Neu gebaute Korvetten im Hafen. © Brandt/dpa
Hamburg/Warschau – Wegen des Verdachts der versuchten Sabotage an einem für die deutsche Marine vorgesehenen Schiff sind Haftbefehle gegen zwei Männer vollstreckt worden. Die Festnahmen erfolgten in Hamburg und in Griechenland, wie die Generalstaatsanwaltschaft Hamburg mitteilte. Die Verdächtigen sind ein 37-jähriger Rumäne und ein Grieche (54).
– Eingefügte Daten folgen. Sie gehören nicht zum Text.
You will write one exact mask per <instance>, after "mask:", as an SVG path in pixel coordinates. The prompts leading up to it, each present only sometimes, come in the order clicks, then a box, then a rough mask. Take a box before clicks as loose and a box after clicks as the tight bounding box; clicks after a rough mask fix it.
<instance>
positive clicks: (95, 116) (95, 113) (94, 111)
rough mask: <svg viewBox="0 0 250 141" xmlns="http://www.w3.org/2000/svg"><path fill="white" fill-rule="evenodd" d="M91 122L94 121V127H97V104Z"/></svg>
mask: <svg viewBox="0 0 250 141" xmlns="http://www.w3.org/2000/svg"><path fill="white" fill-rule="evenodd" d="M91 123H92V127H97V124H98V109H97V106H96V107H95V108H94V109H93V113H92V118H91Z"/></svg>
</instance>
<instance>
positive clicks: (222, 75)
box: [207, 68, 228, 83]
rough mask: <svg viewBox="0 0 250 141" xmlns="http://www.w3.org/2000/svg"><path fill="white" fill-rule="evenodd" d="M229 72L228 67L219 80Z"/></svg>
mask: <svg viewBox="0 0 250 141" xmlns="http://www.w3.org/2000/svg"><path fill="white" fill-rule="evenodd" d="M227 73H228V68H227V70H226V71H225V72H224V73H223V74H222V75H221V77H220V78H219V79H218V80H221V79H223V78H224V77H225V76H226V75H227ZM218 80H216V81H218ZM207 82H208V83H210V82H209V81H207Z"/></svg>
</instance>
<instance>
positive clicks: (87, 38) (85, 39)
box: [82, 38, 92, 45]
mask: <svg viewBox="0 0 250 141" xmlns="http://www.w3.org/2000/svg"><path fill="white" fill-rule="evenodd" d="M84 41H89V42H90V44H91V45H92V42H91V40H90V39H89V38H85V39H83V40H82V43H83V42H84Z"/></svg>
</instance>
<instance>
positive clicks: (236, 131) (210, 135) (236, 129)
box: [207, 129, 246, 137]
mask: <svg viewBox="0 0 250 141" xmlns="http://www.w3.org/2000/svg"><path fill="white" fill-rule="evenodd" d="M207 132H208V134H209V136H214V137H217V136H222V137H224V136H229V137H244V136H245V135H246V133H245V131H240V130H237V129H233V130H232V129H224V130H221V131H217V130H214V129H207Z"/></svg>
Den Angaben nach wurden auch Wohnungen der Beschuldigten in Hamburg, Rumänien und Griechenland durchsucht. Neben der europäischen Justizbehörde Eurojust in Den Haag waren das Landeskriminalamt Hamburg sowie griechische und rumänische Strafverfolgungsbehörden beteiligt.
Die Tatverdächtigen sollen 2025 während ihrer Tätigkeit im Hamburger Hafen an mehreren Korvetten Sabotagehandlungen vorgenommen haben. Die Schiffe lagen auf einem Werftgelände und waren für die Bundesmarine bestimmt. Sie sollen über 20 Kilogramm Strahlkies in den Motorblock eines der Schiffe eingebracht, Frischwasserzuleitungen zerstochen, Tankdeckel von Treibstofftanks entfernt und Sicherungsschalter der Schiffselektronik deaktiviert haben.
Wären die Sabotagehandlungen unentdeckt geblieben, hätten sie zu erheblichen Schäden an den Schiffen oder jedenfalls zu deren verspätetem Auslaufen geführt und dadurch die Sicherheit Deutschlands und die Schlagkraft der Truppe gefährden können, hieß es weiter. Im Zuge der Ermittlungen wird auch die Frage möglicher Auftraggeber der Beschuldigten geprüft.
Der Inspekteur der Marine, Jan Christian Kaack, hatte im Februar 2025 berichtet, Saboteure hätten in mehr als einem Fall gezielte Schäden an Kriegsschiffen in Deutschland angerichtet. Es gebe „auf mehr als einer Einheit Zerstörung, also Sabotage“, sagte der Vizeadmiral bei den „Navy Talks“ in Berlin. In den Werften seien darauf entsprechende Maßnahmen getroffen worden. WDR, NDR und „Süddeutsche Zeitung“ hatten damals berichtet, die Korvette „Emden“, die von der Hamburger Werft Blohm+Voss gebaut, aber zunächst nicht an die Marine ausgeliefert wurde, sei ein Sabotage-Ziel gewesen. Eine Sprecherin der Generalstaatsanwaltschaft sagte, die Geschehnisse auf der „Emden“ seien Gegenstand der Ermittlungen, der Haftbefehl beziehe sich jedoch auf eine mutmaßliche Handlung an einem anderen Schiff.
Derweil ist in Polen ein langjähriger Mitarbeiter des Verteidigungsministeriums wegen des Verdachts der Spionage in Warschau festgenommen worden. Vermutlich habe der 60-Jährige für Russland spioniert, schrieb das Nachrichtenportal „Onet“. Der Verdächtige habe seit den 1990er-Jahren auf Posten der mittleren Führungsebene in der Strategie- und Planungsabteilung gearbeitet. Der mutmaßliche Agent sei durch die militärische Spionageabwehr enttarnt worden.